Ich habe gerade vor einem Jahr meine Mutter verloren, sie war gerade kurz vor dem ersten Corona-Ausbruch in einem Pflegeheim angekommen. Sicher ist ihr eine lange Zeit der Trennung von uns erspart geblieben, vielleicht viel Leid, sie hätte uns sehr vermisst und vielleicht geglaubt, wir hätten sie vergessen. Hätte ich es ausgehalten, dass sie hinter dem Fenster steht und weint und ich kann sie nicht besuchen, ihr nur winken?
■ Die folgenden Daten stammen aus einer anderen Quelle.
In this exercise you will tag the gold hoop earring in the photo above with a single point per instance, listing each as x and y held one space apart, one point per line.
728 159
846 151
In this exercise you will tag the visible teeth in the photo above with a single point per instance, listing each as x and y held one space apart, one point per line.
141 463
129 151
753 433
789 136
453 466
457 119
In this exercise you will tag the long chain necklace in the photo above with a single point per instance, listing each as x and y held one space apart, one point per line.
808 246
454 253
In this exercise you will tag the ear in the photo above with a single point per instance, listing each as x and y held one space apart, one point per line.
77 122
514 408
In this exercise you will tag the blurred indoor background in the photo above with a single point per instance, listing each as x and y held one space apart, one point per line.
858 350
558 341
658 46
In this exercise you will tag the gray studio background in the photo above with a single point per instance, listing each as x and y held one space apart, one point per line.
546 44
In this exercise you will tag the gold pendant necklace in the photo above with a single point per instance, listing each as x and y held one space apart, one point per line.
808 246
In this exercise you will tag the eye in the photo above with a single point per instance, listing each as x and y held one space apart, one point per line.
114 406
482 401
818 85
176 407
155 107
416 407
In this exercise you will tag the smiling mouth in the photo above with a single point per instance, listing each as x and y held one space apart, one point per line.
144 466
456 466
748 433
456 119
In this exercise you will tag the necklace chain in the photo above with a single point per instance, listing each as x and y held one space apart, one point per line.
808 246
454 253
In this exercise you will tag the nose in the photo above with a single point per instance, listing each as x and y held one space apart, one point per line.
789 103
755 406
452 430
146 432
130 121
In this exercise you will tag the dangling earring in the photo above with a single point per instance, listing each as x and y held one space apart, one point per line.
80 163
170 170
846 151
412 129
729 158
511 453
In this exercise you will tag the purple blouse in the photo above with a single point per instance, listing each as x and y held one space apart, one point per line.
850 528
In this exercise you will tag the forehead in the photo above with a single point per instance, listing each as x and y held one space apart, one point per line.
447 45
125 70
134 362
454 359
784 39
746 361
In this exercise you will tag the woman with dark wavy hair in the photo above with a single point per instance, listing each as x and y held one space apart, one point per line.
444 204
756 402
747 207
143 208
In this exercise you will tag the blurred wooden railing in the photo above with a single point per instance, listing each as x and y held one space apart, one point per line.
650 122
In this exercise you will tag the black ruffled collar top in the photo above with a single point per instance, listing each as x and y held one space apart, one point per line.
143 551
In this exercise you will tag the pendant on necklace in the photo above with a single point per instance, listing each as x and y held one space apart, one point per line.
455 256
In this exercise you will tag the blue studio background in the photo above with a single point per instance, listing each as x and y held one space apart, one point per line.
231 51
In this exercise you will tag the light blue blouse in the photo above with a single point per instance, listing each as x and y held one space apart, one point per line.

Ich sehe meinen Enkel, ein zarter Junge, noch nicht zwei Jahre auf der Welt, im Sommer wird er hoffentlich in unserem Gartentheater auf Papas Schoß sitzen und zum ersten Mal bewusst Theater aufnehmen. Ich bin jeden Tag erstaunt, wie er unsere Bewegungen spiegelt, jeden Gesichtsausdruck, jede Tätigkeit. Was gibt es Schlimmeres, als ein Kind zu verlieren? Niemand möchte das, kaum jemand kann das ermessen, der es nicht erlebt hat. Und doch ist es wichtig, dass ein Kind die Räume der absoluten Sicherheit und Kontrolle verlässt, existenzielle Erfahrungen macht, um Erwachsen zu werden.

Ich träume davon, wieder gemeinsam mit Menschen in einem Kreis stehen und singen zu können, aus voller Kehle, miteinander in Resonanz. Dass Singen so gefährlich ist, gehört auch zur Signatur dieser Pandemie. Aber es gibt wenig sonst, was uns Menschen so verbinden kann wie unsere Stimmen. In einem vielstimmigen Chor zu singen, ist für mich der Traum von einem Leben in Freiheit und Gemeinschaft.